O que escrever? Antes de partir para a escola ainda
vasculho o meu cérebro em busca de motivos que me levam a escrever todos os
dias uma, duas ou dezenas de linhas só para marcar o ponto. Mas num relâmpago,
aquele que nasce e morre em segundos, mas que deixa estragos ou vislumbres, me
volto aos tempos da graduação e pós. Ah! Agora entendi o porquê que me cobro
todos os dias. A vida acadêmica é bela, conquistamos conhecimentos, desvendamos
o óbvio e sacamos que somos ignorantes. Aqui me remeto aos pensadores
pré-socráticos, que, segundo eles, devemos assumir de forma límpida a nossa
ignorância, porque só assim teremos condições de buscar respostas para as
nossas dúvidas.O que escrever? Os títulos conquistados – com muita
luta, rigor, dedicação e amor ao texto – ao mesmo tempo que nos enobrece nos
deixa de quatro. A sensação é que assinamos uma carta compromisso que devemos
escrever sempre, independente da nossa inspiração ou do conteúdo teórico que adquirimos
com leitura e com a experiência de vida {empírico, que é partida em direção à
ciência}. Os anos se passaram e percebo que estou preso a um tempo que me fez
muito feliz porque a escrita nascia do nada, como dizia o cronista Rubem Braga.
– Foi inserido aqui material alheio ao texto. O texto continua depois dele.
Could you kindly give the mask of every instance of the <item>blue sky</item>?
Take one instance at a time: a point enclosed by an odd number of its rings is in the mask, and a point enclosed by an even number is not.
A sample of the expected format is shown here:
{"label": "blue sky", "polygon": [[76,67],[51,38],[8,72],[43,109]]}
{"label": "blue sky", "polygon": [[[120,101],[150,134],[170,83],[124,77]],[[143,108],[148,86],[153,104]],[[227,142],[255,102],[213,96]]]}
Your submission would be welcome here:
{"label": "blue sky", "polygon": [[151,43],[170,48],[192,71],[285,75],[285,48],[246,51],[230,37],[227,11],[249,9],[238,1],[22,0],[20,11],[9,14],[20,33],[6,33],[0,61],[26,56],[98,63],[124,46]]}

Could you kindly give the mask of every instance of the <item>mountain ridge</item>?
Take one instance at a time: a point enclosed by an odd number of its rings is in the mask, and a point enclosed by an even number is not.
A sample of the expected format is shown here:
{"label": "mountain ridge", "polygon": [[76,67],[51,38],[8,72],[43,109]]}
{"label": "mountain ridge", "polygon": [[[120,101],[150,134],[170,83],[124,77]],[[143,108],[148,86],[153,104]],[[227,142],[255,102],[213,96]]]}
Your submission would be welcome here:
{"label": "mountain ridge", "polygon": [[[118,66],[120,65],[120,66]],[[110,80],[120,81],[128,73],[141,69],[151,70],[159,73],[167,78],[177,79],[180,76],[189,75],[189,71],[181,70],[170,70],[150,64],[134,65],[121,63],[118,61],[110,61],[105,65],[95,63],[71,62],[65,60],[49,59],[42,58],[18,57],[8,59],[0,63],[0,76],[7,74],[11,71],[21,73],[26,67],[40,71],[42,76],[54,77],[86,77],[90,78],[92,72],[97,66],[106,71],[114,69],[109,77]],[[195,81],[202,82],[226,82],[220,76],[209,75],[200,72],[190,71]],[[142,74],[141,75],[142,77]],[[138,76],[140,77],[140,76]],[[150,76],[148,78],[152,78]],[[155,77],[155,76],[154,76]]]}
Hoje me torturo, não assimilo o bullying psicológico que me segue e não consigo
me desvincular do sentimento de culpa que bate à porta. Como me sinto moribundo
toda vez que me pego pensando no que escrever.Escrever por escrever não me sinto livre, se é que
somos livres, ou espontâneo para expressar o meu vocabulário de palavras num
contexto histórico e político.
O que escrever.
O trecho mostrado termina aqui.